Version 13 has been out there for over a month by now and the most important stuff has already been well digested… but luckily (or not) there’s so much non-major stuff in every release! This becomes quite evident when looking at the release notes with its 150 items of change or peeking at the great “Why Upgrade” website or doing direct Git archeology – 2233 changes in total between 12.4 and 13.0!

So in this post I’m highlighting some changes that stood out to me on the 2nd reading of the release notes. Note that I’m intentionally not touching the most prominent features like the new B-tree index format/deduplication, trusted extensions, and parallel VACUUM that have gotten a lot of attention already.

DBA side favourites

Generate backup manifests for base backups and add a tool to verify them

So now when you pull a new basebackup (to build a standby or just to store for a while for PITR purposes) using the pg_basebackup tool, by default unless explicitly overridden by the --no-manifest parameter, a listing file with all fetched items together with their checksums will be stored in the target directory. And a new accompanying tool named pg_verifybackup, when pointed to a base backup, can then use this listing file to verify file contents on the receiver side, removing the need, for example, to start the instance and dump out the contents to “/dev/null”.

From the details side – one can also tune the behavior a bit (various checksum algorithms, etc), but in practice, the most useful flags seem to be the --no-parse-wal and --wal-directory parameters. The first will skip checking the WAL at all which is useful if we pull snapshots for PITR purposes and don’t include WAL at all in our base backups (a standard thing to do in such case) and the WAL-s are actually pushed onto some S3/cloud sink and not just onto some NFS mount. For the latter case, there’s the second parameter – --wal-directory.

All in all my favorite non-performance feature with this v13 release, helping to avoid some potential disasters over the years to come.

Allow pg_rewind to use the target cluster’s restore_command to retrieve needed WAL

The feature is enabled using the -c/--restore-target-wal option and it basically executes the target instance’s (the $DATADIR being synced) restore_command to fetch the recent WALs needed to detect and wipe any “lone changes” to the instance. A great feature that makes pg_rewind a lot more usable – as previously you had to be typically pretty fast to arrive at the party as checkpoints recycle/throw away WALs pretty fast with default settings, meaning it was something more for HA automation tools like Patroni for example. Well, one could copy stuff manually, but…

And by the way, don’t forget though that you need to prepare for rewinding before you get into trouble in the first place – by enabling data checksums at init time (or now also possible later with pg_checksums, in offline mode though) or setting the wal_log_hints parameter.
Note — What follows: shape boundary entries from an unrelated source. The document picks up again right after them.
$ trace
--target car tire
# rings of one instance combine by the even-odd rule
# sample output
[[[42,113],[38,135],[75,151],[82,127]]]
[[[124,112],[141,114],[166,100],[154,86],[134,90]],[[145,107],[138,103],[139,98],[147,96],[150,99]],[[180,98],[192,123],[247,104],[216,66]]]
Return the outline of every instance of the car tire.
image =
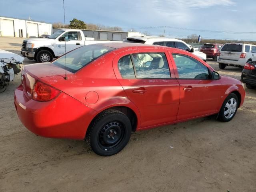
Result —
[[[236,94],[230,93],[223,102],[218,114],[219,120],[223,122],[231,120],[236,115],[239,104]]]
[[[246,86],[246,87],[249,89],[253,89],[254,88],[254,87],[253,87],[253,86],[251,86],[251,85],[250,85],[250,84],[248,84],[247,83],[246,83],[245,84],[245,86]]]
[[[219,68],[220,69],[224,69],[226,66],[226,65],[224,63],[219,63]]]
[[[120,111],[108,110],[98,115],[91,124],[86,140],[96,154],[110,156],[127,145],[132,133],[127,116]]]
[[[36,60],[39,63],[50,62],[52,58],[52,54],[47,50],[41,50],[36,54]]]
[[[217,55],[216,55],[216,56],[213,58],[213,60],[214,61],[217,61]]]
Add an option to pg_rewind to configure standbys

Basically exactly the same -R/--write-recovery-conf parameter available for pg_basebackup for years, allowing to switch the rewinded node back to the HA cluster even more conveniently/faster. Makes perfect sense actually as this is the main purpose of using pg_rewind anyways. From the technical side – this is achieved by writing the specified --source-server connect string also into postgresql.auto.conf primary_conninfo parameter.
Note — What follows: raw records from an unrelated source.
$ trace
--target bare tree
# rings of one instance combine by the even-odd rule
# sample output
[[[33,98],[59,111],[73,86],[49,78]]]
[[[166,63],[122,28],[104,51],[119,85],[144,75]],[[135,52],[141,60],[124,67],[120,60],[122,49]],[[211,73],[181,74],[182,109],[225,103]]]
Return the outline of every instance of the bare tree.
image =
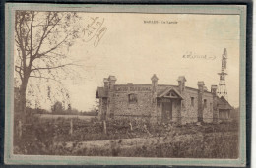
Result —
[[[77,65],[66,53],[79,37],[80,28],[76,26],[78,20],[74,12],[16,12],[15,71],[20,78],[20,112],[23,122],[26,122],[29,80],[35,78],[60,82],[65,74],[72,73],[69,67]]]

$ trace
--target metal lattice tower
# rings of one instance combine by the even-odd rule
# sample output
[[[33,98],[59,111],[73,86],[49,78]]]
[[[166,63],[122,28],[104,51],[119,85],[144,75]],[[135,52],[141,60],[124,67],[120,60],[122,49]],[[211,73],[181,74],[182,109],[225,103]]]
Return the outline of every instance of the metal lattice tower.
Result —
[[[222,71],[221,73],[218,73],[218,75],[220,76],[220,82],[219,82],[217,94],[219,95],[219,97],[224,96],[226,100],[228,100],[227,89],[225,85],[225,76],[227,75],[226,60],[227,60],[227,51],[226,48],[224,48],[223,53],[223,58],[222,58]]]

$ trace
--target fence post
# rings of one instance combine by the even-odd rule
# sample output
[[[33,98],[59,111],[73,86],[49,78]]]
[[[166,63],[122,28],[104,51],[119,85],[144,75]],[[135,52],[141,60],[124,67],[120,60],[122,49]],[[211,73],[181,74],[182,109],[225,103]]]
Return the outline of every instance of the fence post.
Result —
[[[22,126],[21,120],[19,120],[19,123],[18,123],[18,134],[19,134],[19,138],[21,138],[22,134],[23,134],[23,126]]]
[[[132,122],[130,122],[129,125],[130,125],[130,130],[133,131],[133,125],[132,125]]]
[[[106,134],[106,123],[105,123],[105,120],[103,120],[103,130],[104,130],[104,134]]]
[[[73,134],[73,119],[70,120],[70,134]]]

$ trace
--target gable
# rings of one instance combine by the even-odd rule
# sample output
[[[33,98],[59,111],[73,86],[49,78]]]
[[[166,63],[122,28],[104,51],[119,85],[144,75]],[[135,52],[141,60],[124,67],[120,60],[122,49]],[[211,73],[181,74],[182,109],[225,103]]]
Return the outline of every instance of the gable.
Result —
[[[106,98],[108,97],[108,92],[105,91],[103,87],[97,87],[96,98]]]
[[[182,97],[182,95],[173,87],[169,87],[169,88],[166,88],[163,91],[159,92],[158,93],[158,97],[159,98],[165,97],[165,98],[180,98],[180,99],[184,99]]]

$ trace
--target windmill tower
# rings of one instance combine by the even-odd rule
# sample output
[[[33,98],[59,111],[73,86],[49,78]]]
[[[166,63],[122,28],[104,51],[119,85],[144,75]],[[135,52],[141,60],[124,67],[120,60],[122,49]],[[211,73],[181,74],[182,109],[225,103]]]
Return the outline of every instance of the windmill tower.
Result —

Allow reindexdb to operate in parallel

This is one of the “parallelity” changes and a pretty nice addition for those instances where you have a dedicated downtime/maintenance slot and want to speed up bloat elimination without more complex scripts or techniques, like using 3rd party extensions like pg_repack or pg_squeeze. Parallel mode is enabled with the new --jobs option. By the way, I normally always recommend to run this tool also not in default mode but limited to biggest/most active tables or whole schemas, using the --table and --schema flags.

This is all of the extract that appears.